General
- Category: garnet, nesosilicate
- Formula: Mg_{3}Cr_{2}(SiO_{4})_{3}
- IMA symbol: Krr
- Strunz classification: 9.AD.25
- Crystal system: Cubic
- Crystal class: Hexoctahedral (m3m) H-M symbol: (4/m 3 2/m)
- Space group: Ia3d
- Unit cell: a = 11.59 Å; Z = 8

Identification
- Color: Bluish green
- Crystal habit: Massive and as minute grains
- Cleavage: None
- Mohs scale hardness: 6–7
- Luster: Vitreous
- Diaphaneity: Semitransparent
- Specific gravity: 3.756
- Optical properties: Isotropic
- Refractive index: n = 1.803

= Knorringite =

Mineral species belonging to the garnet group

Knorringite is a mineral species belonging to the garnet group, and forms a series with the species pyrope. It was discovered in 1968 in the Kao kimberlite pipe in the Butha-Buthe District of Lesotho and is named after Oleg Von Knorring, a professor of mineralogy at the University of Leeds in England.
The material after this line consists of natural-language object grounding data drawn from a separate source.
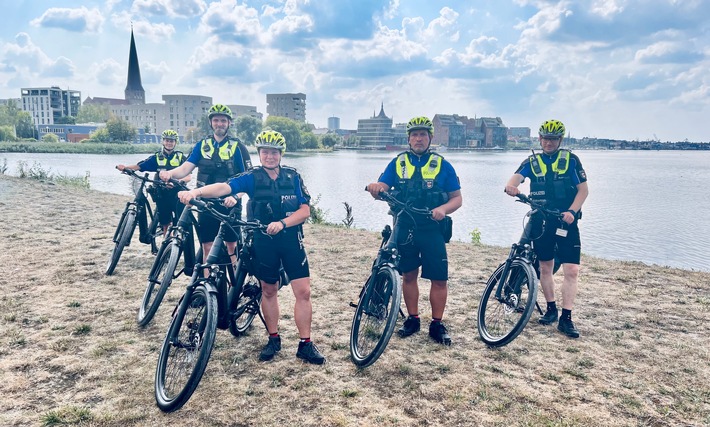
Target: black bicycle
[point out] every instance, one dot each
(380, 298)
(510, 295)
(180, 243)
(209, 303)
(137, 212)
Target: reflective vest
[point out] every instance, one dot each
(171, 161)
(552, 185)
(219, 168)
(273, 199)
(417, 185)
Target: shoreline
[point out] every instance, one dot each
(71, 345)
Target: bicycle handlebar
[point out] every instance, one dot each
(522, 198)
(394, 202)
(208, 205)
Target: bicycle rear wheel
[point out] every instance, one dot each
(186, 349)
(501, 320)
(161, 276)
(122, 239)
(245, 300)
(375, 317)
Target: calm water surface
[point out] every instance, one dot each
(646, 206)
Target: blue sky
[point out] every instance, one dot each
(627, 69)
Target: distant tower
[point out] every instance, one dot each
(134, 89)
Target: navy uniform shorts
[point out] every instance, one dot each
(285, 248)
(568, 248)
(425, 248)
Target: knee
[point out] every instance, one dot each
(301, 289)
(269, 290)
(571, 271)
Synthetic knorringite has the pure endmember formula Mg_{3}Cr_{2}(SiO_{4})_{3}. As knorringite is a member of the knorringite–pyrope series, natural samples contain variable aluminium in the chromium site. Knorringite is a greenish blue color with a Mohs scale of mineral hardness of six to seven.

It occurs as a rare component within ultramafic nodules in kimberlites in association with olivine, enstatite, chrome diopside, chromian pyrope, chromian spinel, ilmenite, perovskite, zircon, diamond, omphacite, rutile, carbonates and micas. It has been reported
from the Red Ledge mine in Nevada County, California in addition to the type location in Lesotho.

Knorringite is a tracer mineral in the search for diamonds in kimberlite pipes.